The IV does not need to be secret, but it must be unique per encryption. Prepending it to the ciphertext is the standard practice.

Approach 2: Fernet — Simpler and Safer for Most Use Cases

Fernet is a high-level encryption recipe from the cryptography library. It handles IVs, padding, and authentication automatically. It uses AES-128 under the hood (not 256), but the authentication guarantee makes it safer against misuse than a raw CBC implementation.

from cryptography.fernet import Fernet


# Generate and save the key — losing it means losing the data
key = Fernet.generate_key()
print("Key (save this):", key.decode())


cipher = Fernet(key)


message = b"API secret: sk-prod-a1b2c3d4"


token = cipher.encrypt(message)
print("Encrypted token:", token.decode())

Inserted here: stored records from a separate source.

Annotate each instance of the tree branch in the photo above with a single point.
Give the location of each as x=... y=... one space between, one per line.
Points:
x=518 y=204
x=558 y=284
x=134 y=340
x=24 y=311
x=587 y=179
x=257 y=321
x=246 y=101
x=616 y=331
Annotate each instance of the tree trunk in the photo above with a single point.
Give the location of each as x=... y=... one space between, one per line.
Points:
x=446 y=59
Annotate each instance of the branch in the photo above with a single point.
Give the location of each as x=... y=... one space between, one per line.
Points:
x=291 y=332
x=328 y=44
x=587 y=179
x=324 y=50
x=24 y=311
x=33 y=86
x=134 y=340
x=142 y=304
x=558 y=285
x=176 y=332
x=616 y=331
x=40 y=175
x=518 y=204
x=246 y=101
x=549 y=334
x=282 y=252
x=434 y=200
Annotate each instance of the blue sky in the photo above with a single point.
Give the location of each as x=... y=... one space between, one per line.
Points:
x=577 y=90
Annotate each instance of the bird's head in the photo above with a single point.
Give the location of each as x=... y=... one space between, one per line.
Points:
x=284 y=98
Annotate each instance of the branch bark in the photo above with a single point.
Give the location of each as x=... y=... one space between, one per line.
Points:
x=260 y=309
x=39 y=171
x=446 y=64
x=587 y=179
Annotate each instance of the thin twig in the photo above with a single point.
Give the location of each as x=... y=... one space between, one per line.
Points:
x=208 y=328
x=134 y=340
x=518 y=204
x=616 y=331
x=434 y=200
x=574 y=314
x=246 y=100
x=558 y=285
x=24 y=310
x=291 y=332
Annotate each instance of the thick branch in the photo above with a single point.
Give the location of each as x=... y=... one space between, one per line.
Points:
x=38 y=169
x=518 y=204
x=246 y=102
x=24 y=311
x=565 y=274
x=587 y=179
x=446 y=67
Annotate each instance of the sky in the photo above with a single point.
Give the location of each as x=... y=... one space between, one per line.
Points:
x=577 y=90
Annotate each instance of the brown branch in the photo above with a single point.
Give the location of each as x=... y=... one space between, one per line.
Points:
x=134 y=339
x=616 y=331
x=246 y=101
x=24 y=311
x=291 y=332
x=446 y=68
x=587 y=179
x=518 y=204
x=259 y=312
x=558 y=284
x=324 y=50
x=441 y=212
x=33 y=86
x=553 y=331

recovered = cipher.decrypt(token)
print("Decrypted:", recovered.decode())

Fernet tokens include an HMAC, so tampering with the ciphertext causes decryption to fail with an exception rather than returning garbage. This is called authenticated encryption, and it is a meaningful security improvement over plain CBC.

Approach 3: Password-Derived Key with PBKDF2

In practice, you rarely hand a random 32-byte key to a user. Instead, derive the key from a password using a key derivation function. PBKDF2 slows down brute-force attacks by making key derivation computationally expensive.

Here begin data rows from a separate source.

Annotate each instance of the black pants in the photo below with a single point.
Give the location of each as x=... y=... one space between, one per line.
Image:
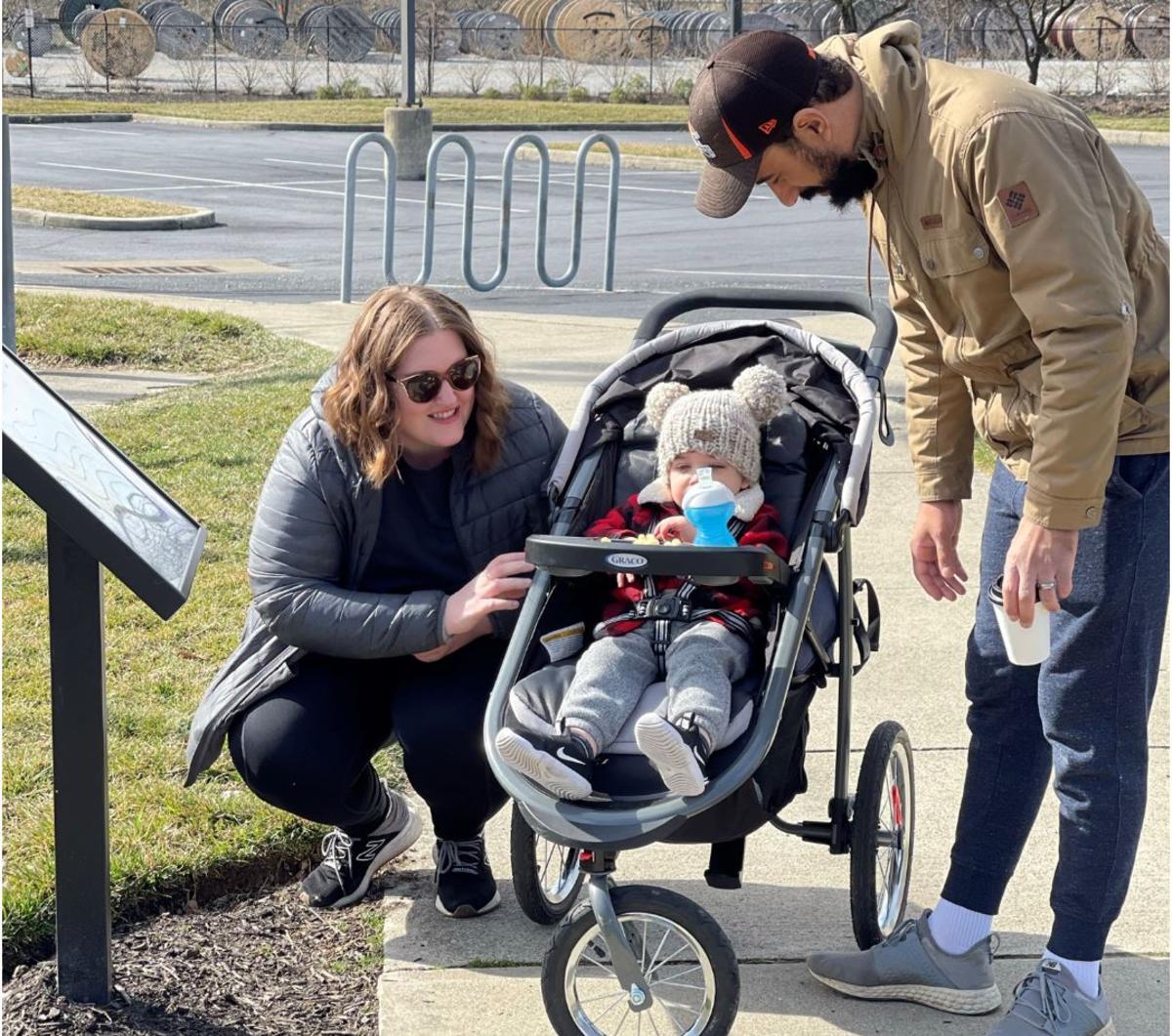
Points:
x=306 y=748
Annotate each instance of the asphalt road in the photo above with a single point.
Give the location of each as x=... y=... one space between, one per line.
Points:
x=278 y=199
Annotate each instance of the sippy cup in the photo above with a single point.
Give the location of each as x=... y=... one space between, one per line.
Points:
x=708 y=505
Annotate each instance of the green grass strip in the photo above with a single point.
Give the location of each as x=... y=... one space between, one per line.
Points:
x=76 y=331
x=364 y=111
x=209 y=445
x=85 y=203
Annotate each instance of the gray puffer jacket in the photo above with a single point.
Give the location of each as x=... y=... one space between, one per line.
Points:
x=315 y=530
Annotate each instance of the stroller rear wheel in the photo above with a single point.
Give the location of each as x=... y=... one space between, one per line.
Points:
x=883 y=829
x=546 y=877
x=686 y=959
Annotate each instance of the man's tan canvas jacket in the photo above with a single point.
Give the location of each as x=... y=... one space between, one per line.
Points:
x=1029 y=284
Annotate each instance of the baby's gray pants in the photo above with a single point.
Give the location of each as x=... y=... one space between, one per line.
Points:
x=703 y=659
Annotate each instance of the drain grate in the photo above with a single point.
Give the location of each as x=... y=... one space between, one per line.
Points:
x=144 y=269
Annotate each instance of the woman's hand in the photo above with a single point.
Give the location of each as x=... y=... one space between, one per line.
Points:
x=499 y=587
x=456 y=642
x=675 y=527
x=935 y=559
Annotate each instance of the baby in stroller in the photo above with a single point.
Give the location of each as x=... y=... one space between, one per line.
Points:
x=710 y=636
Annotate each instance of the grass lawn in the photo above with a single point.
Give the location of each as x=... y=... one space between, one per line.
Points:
x=209 y=445
x=83 y=203
x=367 y=111
x=75 y=331
x=984 y=457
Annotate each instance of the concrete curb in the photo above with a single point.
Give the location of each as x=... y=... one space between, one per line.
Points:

from Crypto.Cipher import AES
from Crypto.Util.Padding import pad, unpad
from Crypto.Random import get_random_bytes
from Crypto.Protocol.KDF import PBKDF2
from Crypto.Hash import SHA256
import base64


def derive_key(password: str, salt: bytes) -> bytes:
    """Derive a 32-byte key from a password using PBKDF2-SHA256."""
    return PBKDF2(password, salt, dkLen=32, count=200_000, hmac_hash_module=SHA256)

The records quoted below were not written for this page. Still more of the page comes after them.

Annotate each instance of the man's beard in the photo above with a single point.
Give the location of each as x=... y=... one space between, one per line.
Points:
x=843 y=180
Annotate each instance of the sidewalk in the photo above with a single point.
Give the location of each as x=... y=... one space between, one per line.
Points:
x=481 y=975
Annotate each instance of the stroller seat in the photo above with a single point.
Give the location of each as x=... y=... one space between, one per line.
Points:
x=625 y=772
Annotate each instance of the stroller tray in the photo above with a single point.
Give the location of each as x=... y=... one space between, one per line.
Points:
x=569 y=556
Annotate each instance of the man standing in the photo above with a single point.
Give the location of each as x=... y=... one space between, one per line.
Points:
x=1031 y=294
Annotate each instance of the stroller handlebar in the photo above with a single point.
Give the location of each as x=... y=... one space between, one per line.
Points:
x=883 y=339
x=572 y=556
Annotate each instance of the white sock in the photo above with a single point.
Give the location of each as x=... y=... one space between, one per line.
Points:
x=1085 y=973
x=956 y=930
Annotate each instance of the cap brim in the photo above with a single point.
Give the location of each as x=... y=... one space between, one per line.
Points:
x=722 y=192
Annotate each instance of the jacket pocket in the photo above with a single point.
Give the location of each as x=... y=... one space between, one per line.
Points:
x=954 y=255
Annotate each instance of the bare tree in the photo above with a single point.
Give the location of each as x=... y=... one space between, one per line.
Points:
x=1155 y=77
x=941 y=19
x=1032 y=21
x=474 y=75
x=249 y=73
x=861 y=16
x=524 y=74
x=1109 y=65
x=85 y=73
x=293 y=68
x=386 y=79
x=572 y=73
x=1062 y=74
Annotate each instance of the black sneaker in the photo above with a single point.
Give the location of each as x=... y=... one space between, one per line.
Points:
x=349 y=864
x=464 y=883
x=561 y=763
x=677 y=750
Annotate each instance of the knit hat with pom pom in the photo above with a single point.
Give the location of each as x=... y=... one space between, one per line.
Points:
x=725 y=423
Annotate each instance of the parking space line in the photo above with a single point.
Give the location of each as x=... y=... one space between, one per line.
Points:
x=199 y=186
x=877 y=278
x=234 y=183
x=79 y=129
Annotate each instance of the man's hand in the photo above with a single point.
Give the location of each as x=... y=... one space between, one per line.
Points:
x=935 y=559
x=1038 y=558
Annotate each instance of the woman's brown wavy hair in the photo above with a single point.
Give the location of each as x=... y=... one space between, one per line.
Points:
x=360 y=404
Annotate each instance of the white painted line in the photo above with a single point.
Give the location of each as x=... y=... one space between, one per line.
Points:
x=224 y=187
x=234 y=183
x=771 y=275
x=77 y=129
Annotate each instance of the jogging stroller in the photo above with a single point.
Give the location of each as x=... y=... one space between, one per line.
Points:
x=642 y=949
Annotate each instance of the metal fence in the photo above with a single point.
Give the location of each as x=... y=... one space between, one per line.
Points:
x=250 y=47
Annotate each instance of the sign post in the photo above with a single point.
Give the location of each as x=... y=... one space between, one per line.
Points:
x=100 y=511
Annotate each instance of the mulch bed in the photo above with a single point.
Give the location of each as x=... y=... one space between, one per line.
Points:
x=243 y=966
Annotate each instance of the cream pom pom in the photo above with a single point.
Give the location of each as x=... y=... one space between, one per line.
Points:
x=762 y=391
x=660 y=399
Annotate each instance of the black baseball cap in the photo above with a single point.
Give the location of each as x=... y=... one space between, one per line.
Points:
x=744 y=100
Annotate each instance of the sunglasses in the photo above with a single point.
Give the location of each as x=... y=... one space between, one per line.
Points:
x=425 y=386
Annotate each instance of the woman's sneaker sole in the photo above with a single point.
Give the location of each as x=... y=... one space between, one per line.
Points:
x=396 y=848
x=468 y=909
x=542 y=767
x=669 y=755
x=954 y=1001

def encrypt_with_password(plaintext: str, password: str) -> str:
    """Encrypt using a password. Stores salt + IV + ciphertext in one token."""
    salt = get_random_bytes(16)
    key = derive_key(password, salt)
    iv = get_random_bytes(16)
    cipher = AES.new(key, AES.MODE_CBC, iv)
    ciphertext = cipher.encrypt(pad(plaintext.encode(), AES.block_size))
    return base64.b64encode(salt + iv + ciphertext).decode()


def decrypt_with_password(token: str, password: str) -> str:
    """Decrypt a token produced by encrypt_with_password."""
    raw = base64.b64decode(token)
    salt, iv, ciphertext = raw[:16], raw[16:32], raw[32:]
    key = derive_key(password, salt)
    cipher = AES.new(key, AES.MODE_CBC, iv)
    return unpad(cipher.decrypt(ciphertext), AES.block_size).decode()


password = "correct-horse-battery-staple"
secret = "Database password: hunter2"


token = encrypt_with_password(secret, password)
result = decrypt_with_password(token, password)
print("Recovered:", result)

The count=200_000 parameter makes each key derivation take roughly 0.1 seconds on modern hardware. That is fine for legitimate users logging in once, but devastating for an attacker trying millions of password guesses.

Which Approach to Use

SituationRecommendation
General symmetric encryptionFernet — authenticated, handles edge cases
Need AES-256 specificallyPyCryptodome CBC with GCM mode (authenticated)
Encrypting with a user passwordPBKDF2 + AES (Approach 3 above)
File encryption at restFernet or AES-GCM

Security note: never reuse an IV with the same key. Never store the key alongside the encrypted data. For anything production-critical, use a secrets manager (AWS Secrets Manager, HashiCorp Vault) rather than managing keys manually.